E-skin can sense when things are too hot to handle or how hard a hand shake is and yet is flexible enough to wrap around an egg. The skin consists of a net-like matrix of thin plastic film embedded with electronic circuit sensors.

One layer of transistors measures pressure while a separate semiconductor layer monitors temperature. Now the researchers want to develop a technology that will allow robot bodies to be covered by e-skins.

New Scientist: http://www.newscientist.com/home.ns

Fifa mulls chipped football

England’s journey to Germany for the World Cup finals next year is sure to reignite the perennial debate over whether Geoff Hurst’s goal for England during the 1966 final was really over the line.
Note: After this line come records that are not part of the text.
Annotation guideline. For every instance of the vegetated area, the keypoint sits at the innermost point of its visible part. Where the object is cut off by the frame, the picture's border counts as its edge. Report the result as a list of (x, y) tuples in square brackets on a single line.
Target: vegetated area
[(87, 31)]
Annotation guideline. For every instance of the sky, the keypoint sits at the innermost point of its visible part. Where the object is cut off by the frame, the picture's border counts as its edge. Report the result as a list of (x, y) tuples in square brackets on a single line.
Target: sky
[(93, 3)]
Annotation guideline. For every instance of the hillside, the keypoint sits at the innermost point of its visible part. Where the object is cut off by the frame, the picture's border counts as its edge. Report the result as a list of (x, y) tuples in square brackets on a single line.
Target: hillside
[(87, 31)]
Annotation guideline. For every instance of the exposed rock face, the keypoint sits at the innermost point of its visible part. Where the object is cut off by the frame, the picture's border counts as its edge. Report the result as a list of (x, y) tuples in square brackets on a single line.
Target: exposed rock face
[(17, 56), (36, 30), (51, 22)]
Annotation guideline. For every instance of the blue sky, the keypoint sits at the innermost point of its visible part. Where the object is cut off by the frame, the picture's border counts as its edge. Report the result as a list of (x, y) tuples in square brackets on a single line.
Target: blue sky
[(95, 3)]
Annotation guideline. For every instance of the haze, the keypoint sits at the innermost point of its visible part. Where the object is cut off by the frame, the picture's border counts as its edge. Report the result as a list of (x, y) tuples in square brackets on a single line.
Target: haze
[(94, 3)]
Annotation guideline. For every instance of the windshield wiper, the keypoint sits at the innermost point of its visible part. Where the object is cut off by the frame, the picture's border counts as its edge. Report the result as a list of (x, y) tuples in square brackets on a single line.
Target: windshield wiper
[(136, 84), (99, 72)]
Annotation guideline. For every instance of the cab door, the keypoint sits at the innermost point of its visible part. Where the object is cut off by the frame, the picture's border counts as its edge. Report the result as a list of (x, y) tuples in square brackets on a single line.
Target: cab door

Now Fifa, football’s governing body, are debating whether to employ technology to help referees make those tricky goal-line decisions by using an electronically chipped football in time for the next tournament.

Cairos Technologies, a German company set up by a group of football fans fed up with referee blunders, has developed a tiny radio chip that fits inside a football and determines whether the ball has crossed the line by pinpointing its exact location on the pitch.

In development since 2000, in partnership with scientists at Nuremberg’s Fraunhofer Institute and sporting goods group Adidas, Cairos flirted with different technologies like lasers and light barriers before settling on a chip.

The chip, which with the battery that powers it weighs 12g, transmits 2,000 signals a second to a receiver of 12 antennas placed around the pitch, some on flood lights. The receivers send information about the ball’s location to a central computer and, working in real time it can instantly tell the referee whether a goal has been scored. The ball can even be detected when it crosses the line in the air. The information is communicated to the referee using a method similar to the “vibrating sleeve” currently used by linesmen to attract the attention of the referee.

Referees, traditionally difficult to impress on the pitch, have been generally favourable to the technology, which has already been tested at September’s Under-17 World Championships in Peru and will get another outing at the World Club Championship in December.

Cairos Technologies: http://www.cairos.com/

Non-scratch paint for cars

A visit to the the car wash can sometimes leave your car feeling more stripped than clean, as over-zealous car-washing machines leave abrasions and scratches.

These, and other wear and tear caused by everything from fingernails to roadside objects could be a thing of the past if a new car paint developed by Nissan lives up to claims.

The Japanese carmaker says its “scratch guard coat” paint contains a new high elastic resin that repairs scratches on its own, restoring a car’s surface to normal within a week.

The speed of recovery depends on temperature and the seriousness of the scratch.

The paint will also protect against scratches happening - for a three year period - and the company intends to debut the paint on a sports utility vehicle set for a revamp soon.